Caring for a 'golden goose' Airport strategy: Developing plan for BWI business corridor is necessary and timely.

April 07, 1997

IF THERE IS A GOOSE in Anne Arundel County capable of laying golden eggs, it is the area surrounding Baltimore-Washington International Airport. BWI Business Partnership's desire to assemble a strategic plan for this important area could not be more timely.

While the 80-square-mile area in Linthicum is far from saturated, poorly planned building could do considerable damage to the businesses already in place and destroy the allure for those seeking to locate near BWI. The Business Partnership's preliminary statement indicates that its primary concerns are improving the transportation infrastructure and developing a system of flexible zoning.

Focusing on transportation is appropriate. Without the convergence of various transportation systems -- roads, rail and air -- this area would not be as attractive to business. Maintaining and improving the network of roads, freight and passenger rail lines and the airport must continue as a top priority.

Most of the major highways are in place and operating, with the exception of a small stretch of Route 32 near the National Security Agency. As more businesses locate in the area, local feeder roads will need upgrading. Finding the money to finance these improvements will be a challenge. Considering the budget constraints of local and state governments, any ideas from this group would be most welcome.

Development has been able to flourish under the current zoning. The BWI Business Partnership correctly recognizes that circumstances have changed.
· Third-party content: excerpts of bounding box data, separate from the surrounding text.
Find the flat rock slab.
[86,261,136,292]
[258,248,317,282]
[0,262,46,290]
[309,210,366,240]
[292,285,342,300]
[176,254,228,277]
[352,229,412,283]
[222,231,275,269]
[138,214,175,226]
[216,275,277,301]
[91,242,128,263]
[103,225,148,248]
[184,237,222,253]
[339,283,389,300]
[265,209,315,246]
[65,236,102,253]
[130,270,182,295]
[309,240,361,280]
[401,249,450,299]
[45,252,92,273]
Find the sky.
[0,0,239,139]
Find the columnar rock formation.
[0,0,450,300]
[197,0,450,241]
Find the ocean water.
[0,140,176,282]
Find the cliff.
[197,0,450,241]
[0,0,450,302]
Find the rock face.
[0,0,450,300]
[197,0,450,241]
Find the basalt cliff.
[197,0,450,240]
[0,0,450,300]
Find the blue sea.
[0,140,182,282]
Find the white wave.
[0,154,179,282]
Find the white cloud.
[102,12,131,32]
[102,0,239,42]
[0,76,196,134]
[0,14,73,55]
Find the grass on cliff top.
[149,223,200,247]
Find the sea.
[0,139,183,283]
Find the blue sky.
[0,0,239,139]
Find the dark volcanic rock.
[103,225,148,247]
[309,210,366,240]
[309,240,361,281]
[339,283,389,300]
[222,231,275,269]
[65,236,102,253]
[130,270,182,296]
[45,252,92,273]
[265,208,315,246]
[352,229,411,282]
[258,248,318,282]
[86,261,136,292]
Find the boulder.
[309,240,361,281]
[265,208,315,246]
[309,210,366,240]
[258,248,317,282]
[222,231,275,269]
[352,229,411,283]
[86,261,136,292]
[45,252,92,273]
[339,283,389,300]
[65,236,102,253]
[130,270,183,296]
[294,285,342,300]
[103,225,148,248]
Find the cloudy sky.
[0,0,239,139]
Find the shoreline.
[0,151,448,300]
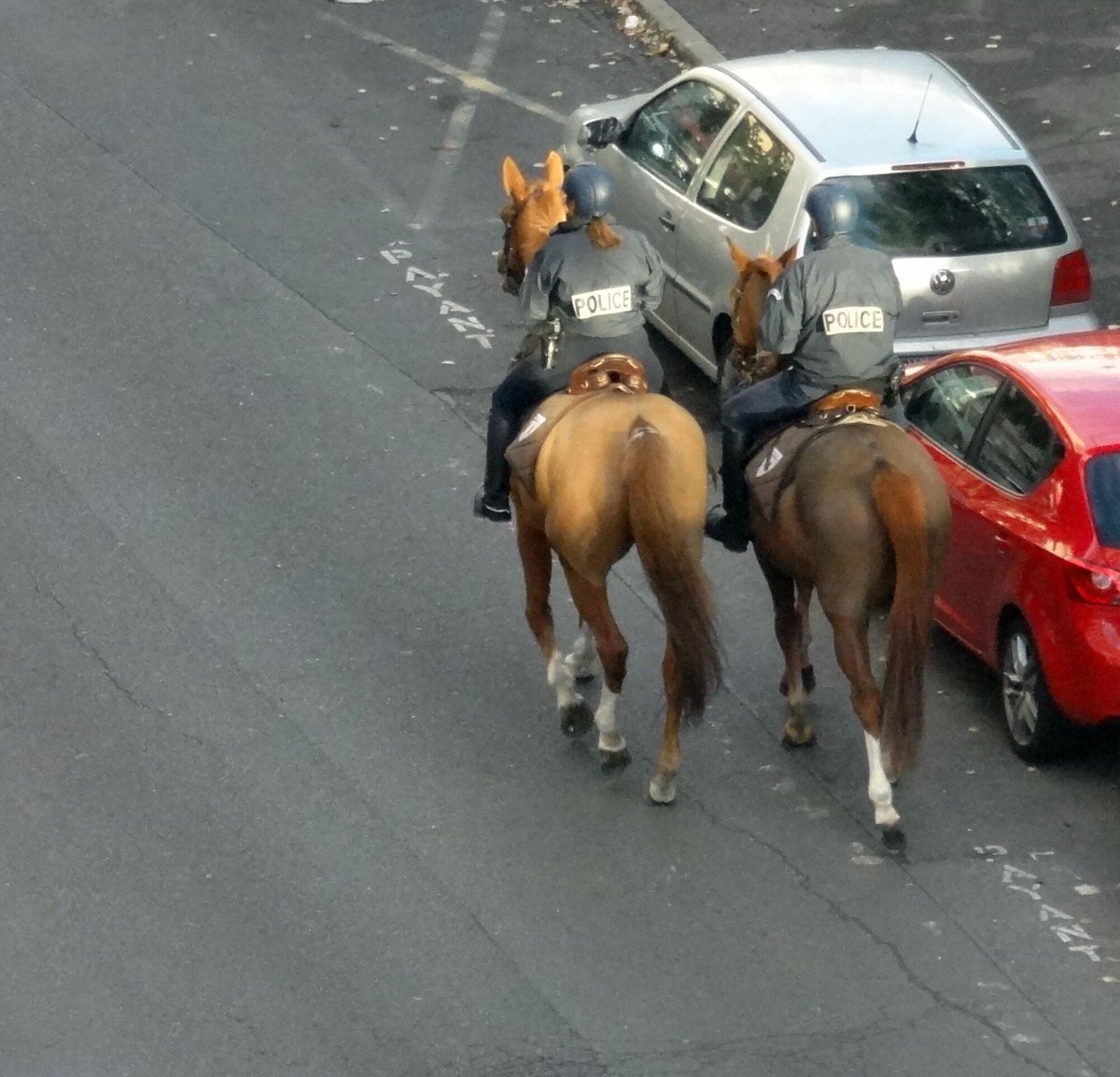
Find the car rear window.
[1085,453,1120,546]
[845,164,1066,258]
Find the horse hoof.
[782,734,817,751]
[599,748,629,774]
[560,700,595,736]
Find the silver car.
[562,49,1098,381]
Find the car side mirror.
[579,117,623,150]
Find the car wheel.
[1001,618,1070,762]
[716,336,743,403]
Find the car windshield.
[1085,453,1120,548]
[845,164,1066,258]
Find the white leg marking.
[595,685,626,752]
[565,623,599,678]
[863,733,900,826]
[549,650,583,711]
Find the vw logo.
[930,270,957,296]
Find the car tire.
[716,333,743,403]
[999,617,1071,762]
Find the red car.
[903,330,1120,762]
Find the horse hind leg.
[763,565,817,749]
[833,617,906,849]
[565,619,598,683]
[565,566,631,770]
[517,515,592,736]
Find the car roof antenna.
[906,72,933,146]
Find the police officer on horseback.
[474,163,665,521]
[705,179,903,551]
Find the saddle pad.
[505,393,594,497]
[746,412,889,520]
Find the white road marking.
[318,9,565,124]
[413,7,505,229]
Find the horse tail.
[872,464,933,777]
[625,417,722,719]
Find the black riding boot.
[474,408,517,521]
[704,427,751,553]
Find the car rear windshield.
[1085,453,1120,546]
[845,164,1066,258]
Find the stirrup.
[474,486,513,523]
[704,505,750,553]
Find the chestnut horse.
[730,245,950,848]
[497,150,567,294]
[511,388,721,804]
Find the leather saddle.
[746,388,889,517]
[505,352,650,494]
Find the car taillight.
[1066,565,1120,606]
[1051,247,1093,307]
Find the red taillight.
[1051,247,1093,307]
[1066,565,1120,606]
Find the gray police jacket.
[758,235,903,389]
[520,220,665,337]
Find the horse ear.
[502,157,528,202]
[544,150,564,187]
[724,236,750,273]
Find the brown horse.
[497,150,567,293]
[511,388,721,804]
[732,245,950,847]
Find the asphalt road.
[0,0,1120,1077]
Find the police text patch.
[571,285,634,319]
[821,307,883,337]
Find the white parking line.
[413,7,505,229]
[317,11,565,124]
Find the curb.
[629,0,727,67]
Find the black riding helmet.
[805,179,859,247]
[562,161,615,219]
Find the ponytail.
[587,217,623,251]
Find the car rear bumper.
[1040,604,1120,725]
[895,305,1101,364]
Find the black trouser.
[483,326,665,498]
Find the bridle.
[497,200,527,296]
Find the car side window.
[696,112,793,230]
[903,363,1002,459]
[618,79,737,191]
[975,385,1065,494]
As commercial and business development fills in the acreage around the airport, a more urban-styled, regulatory scheme for land use is needed. The group advocates mixed-use zoning, allowing a wide variety of enterprises to locate in the area.

The only caveat we offer about the vision statement is its call for expedited permitting. Speed is not the only issue. Maintaining quality is critical, too. Creating an efficient and expeditious regulatory process is desirable as long as the process doesn't become a rubber-stamp of every development proposal.

A few poorly placed, poorly conceived project could set back the attempt to coax more eggs from this goose.